To examine the effectiveness of the messages, an ANOVA of message strength and chi-square tests of empathy (operationalized as sympathy for Brian and upset by Brian’s situation) were conducted by message type. The ANOVA for message strength by message type (p = 0.152, full results not shown) was not significant, suggesting that message type is likely not a strong predictor of perceived message strength in this study. Chi-square tests were run with the message type variable by sympathy and with message type by upset, both of which were significant. The chi-square results for sympathy and upset by message type suggested that more participants who read Message 2 (“plight of the poor”, hybrid social/individual responsibility) agreed that they felt empathy for Brian than the other three message types. Among those who read Message 2, 70% responded with both sympathy towards Brian (X2 = 8.35, p = 0.039) and were upset by Brian’s situation (X2 = 9.73, p = 0.021), compared to 54–67% of those who read the other messages (Table 3).
To examine which message style is more effective for communicating information to sub-populations that are more difficult to reach logistic regression models, indicating main effects (Models 1 and 3) and interaction effects (Model 2a,b) of predictors of sympathy and upset by Brian’s situation were run. Model 1 shows that Message 2 (“plight of the poor”, hybrid) is a significant predictor of upset, with people who read Message 2 being 1.5 times more likely to respond as upset for Brian’s situation than people who read Message 1 (reference group: plight of the poor, social) (OR = 1.5, p = 0.043, 95% CI [1.01, 2.38]) (see Table 4). Additionally, participants identifying as male were less likely than all other gender identities to feel upset by the character’s situation (OR = 0.55, p < 0.001, 95% CI [0.41, 0.75]) and younger people were almost two times more likely than older age groups to respond with upset (OR = 1.88, p < 0.001, 95% CI [1.38, 2.55]). Model 2a includes gender identity and message type interaction terms, while Model 2b includes age and message type interaction terms. None of the interaction terms significantly added to the models, so Model 3 was created through a backwards stepwise process, in which non-significant subgroup variables were removed one at a time. In Model 3, Message 2 remained significant (OR = 1.51, p = 0.054, 95% CI [0.99, 2.30]), as well as the age group (OR = 1.87, p < 0.001, 95% CI [1.38, 2.52]) and male gender identity (OR = 0.53, p < 0.001, 95% CI [0.40, 0.72]).
Table 5 presents logistic regression models indicating the main effects (Models 1 and 2) and interaction effects (Model 3a,b) of predictors of sympathy for Brian. Of the three message types, Message 2 (“plight of the poor”, hybrid) is a significant predictor of sympathy, with people who read Message 2 almost twice as likely to respond with sympathy for Brian than people who read Message 1 (plight of the poor, social) (OR = 1.69, p = 0.016, 95% CI [1.10, 2.60]). Again, male gender identity and age group were the only other significant predictors of sympathy in Model 1. Participants identifying as male were less likely than all other gender identities to feel sympathy for Brian (OR = 0.75, p = 0.065, 95% CI [0.55, 1.02], while younger people were more likely than the older age groups to respond with sympathy (OR = 2.26, p < 0.001, 95% CI [1.66, 3.08]). No other subpopulation variables significantly added to the model. Non-significant subgroup variables were removed one at a time to create Model 2, and, in that model, Message 2 (“plight of the poor”, hybrid) remains significant (OR = 1.69, p = 0.016, 95% CI [1.10, 2.57]), age group remains significant (OR = 2.37, p < 0.001, 95% CI [1.75, 3.20]), and male gender identity became a slightly more significant predictor of sympathy (OR = 0.72, p = 0.031, 95% CI [0.53, 0.97]).
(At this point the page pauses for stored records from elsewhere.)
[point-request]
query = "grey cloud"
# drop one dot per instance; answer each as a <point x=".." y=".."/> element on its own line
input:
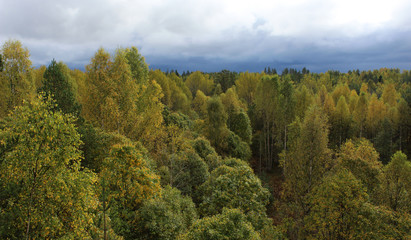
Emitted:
<point x="194" y="35"/>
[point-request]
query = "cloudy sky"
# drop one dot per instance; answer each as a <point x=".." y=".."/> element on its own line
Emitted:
<point x="211" y="35"/>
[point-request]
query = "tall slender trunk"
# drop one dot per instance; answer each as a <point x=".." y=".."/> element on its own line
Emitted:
<point x="104" y="209"/>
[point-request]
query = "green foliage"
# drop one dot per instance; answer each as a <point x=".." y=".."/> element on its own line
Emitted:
<point x="335" y="206"/>
<point x="125" y="182"/>
<point x="199" y="81"/>
<point x="16" y="82"/>
<point x="185" y="171"/>
<point x="167" y="216"/>
<point x="235" y="187"/>
<point x="240" y="124"/>
<point x="43" y="192"/>
<point x="395" y="189"/>
<point x="231" y="224"/>
<point x="57" y="84"/>
<point x="362" y="160"/>
<point x="207" y="153"/>
<point x="138" y="65"/>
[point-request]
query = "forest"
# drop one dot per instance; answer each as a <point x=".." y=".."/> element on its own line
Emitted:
<point x="122" y="151"/>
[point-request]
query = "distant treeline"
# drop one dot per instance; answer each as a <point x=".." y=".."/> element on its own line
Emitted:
<point x="119" y="151"/>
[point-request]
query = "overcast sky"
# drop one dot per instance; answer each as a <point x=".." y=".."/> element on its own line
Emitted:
<point x="212" y="35"/>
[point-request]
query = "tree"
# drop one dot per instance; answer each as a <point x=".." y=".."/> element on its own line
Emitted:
<point x="230" y="224"/>
<point x="303" y="101"/>
<point x="198" y="81"/>
<point x="360" y="113"/>
<point x="246" y="86"/>
<point x="204" y="149"/>
<point x="404" y="123"/>
<point x="56" y="83"/>
<point x="234" y="185"/>
<point x="125" y="182"/>
<point x="185" y="171"/>
<point x="375" y="115"/>
<point x="268" y="112"/>
<point x="304" y="164"/>
<point x="396" y="183"/>
<point x="15" y="78"/>
<point x="199" y="104"/>
<point x="217" y="130"/>
<point x="287" y="105"/>
<point x="43" y="192"/>
<point x="240" y="124"/>
<point x="138" y="65"/>
<point x="335" y="206"/>
<point x="100" y="88"/>
<point x="362" y="160"/>
<point x="389" y="95"/>
<point x="166" y="217"/>
<point x="341" y="123"/>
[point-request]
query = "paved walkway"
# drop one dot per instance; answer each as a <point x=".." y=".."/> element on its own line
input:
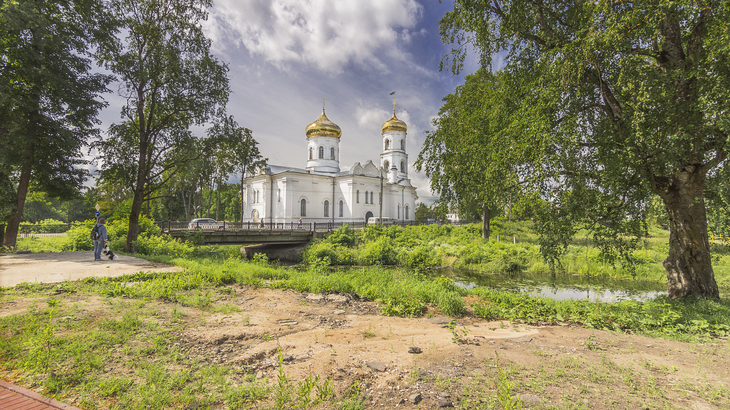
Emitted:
<point x="17" y="398"/>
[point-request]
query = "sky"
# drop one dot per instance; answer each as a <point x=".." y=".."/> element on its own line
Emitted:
<point x="285" y="56"/>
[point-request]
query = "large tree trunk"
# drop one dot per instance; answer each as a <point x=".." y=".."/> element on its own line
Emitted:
<point x="688" y="265"/>
<point x="218" y="202"/>
<point x="11" y="232"/>
<point x="486" y="216"/>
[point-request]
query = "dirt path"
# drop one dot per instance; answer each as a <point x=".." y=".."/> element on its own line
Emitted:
<point x="424" y="363"/>
<point x="58" y="267"/>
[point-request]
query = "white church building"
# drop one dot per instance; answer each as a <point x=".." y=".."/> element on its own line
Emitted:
<point x="322" y="193"/>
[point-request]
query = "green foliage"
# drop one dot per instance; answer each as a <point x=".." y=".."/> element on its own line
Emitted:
<point x="49" y="100"/>
<point x="171" y="82"/>
<point x="379" y="252"/>
<point x="597" y="110"/>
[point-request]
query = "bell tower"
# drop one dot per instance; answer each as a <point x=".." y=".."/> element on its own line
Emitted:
<point x="394" y="158"/>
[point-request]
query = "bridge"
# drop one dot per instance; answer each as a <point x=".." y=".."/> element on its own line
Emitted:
<point x="223" y="233"/>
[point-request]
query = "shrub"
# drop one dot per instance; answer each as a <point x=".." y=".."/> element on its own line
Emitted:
<point x="331" y="254"/>
<point x="344" y="236"/>
<point x="379" y="252"/>
<point x="162" y="245"/>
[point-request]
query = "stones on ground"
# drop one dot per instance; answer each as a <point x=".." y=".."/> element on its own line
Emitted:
<point x="377" y="366"/>
<point x="698" y="405"/>
<point x="286" y="322"/>
<point x="530" y="399"/>
<point x="443" y="403"/>
<point x="336" y="298"/>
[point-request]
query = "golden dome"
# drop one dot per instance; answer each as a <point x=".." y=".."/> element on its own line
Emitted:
<point x="323" y="127"/>
<point x="394" y="124"/>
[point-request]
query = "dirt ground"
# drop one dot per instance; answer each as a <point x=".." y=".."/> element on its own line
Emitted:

Models with interaction terms were then created to examine whether the effects of each message type were moderated by age group (3a) and gender identity (3b). In Model 3a, Message 2 (“plight of the poor”, hybrid) is a significant predictor, along with the main effects of age group and gender identity. However, none of the message * age group interaction terms were significant predictors. In Model 3b, Message 2 (OR = 2.02, p = 0.018, 95% CIs [1.13, 3.64]) and Message 3 (“privilege of the rich”, social) are significant predictors (OR = 2.09, p = 0.015, 95% CIs [1.15, 2.78]). There are two significant interaction effects, both in Model 3b: Message 3 * Male and Message 4 * Male . To interpret the direction and strength of the prediction, we calculated the EXP(β) values of Message 3 * Male and found that male-identified participants who read Message 3 were less likely to respond with sympathy (OR = 0.88, p = 0.028). Similarly, when the EXP(β) values of Message 4 * Male were calculated, male-identified participants who read Message 4 (“privilege of the rich”, hybrid) were less likely to respond with sympathy (OR = 0.66, p = 0.043).

4. Discussion

This study sought to determine the best ways to use language and messages as tools to increase participants’ understanding of the SDOH and health inequities by eliciting a sense of empathy for those whose health is negatively impacted by social and structural factors. Results show that Message 2, which focused on the “plight of the poor”, combined with an individual/social responsibility hybrid frame, garnered the most empathetic responses, significantly more so than the other three message types, across the entire sample. Message 2 had a significant relationship with both types of empathetic responses—sympathy toward Brian and upset by Brian’s situation. Message 2 was also a significant predictor of both sympathy and upset across all logistic regression models.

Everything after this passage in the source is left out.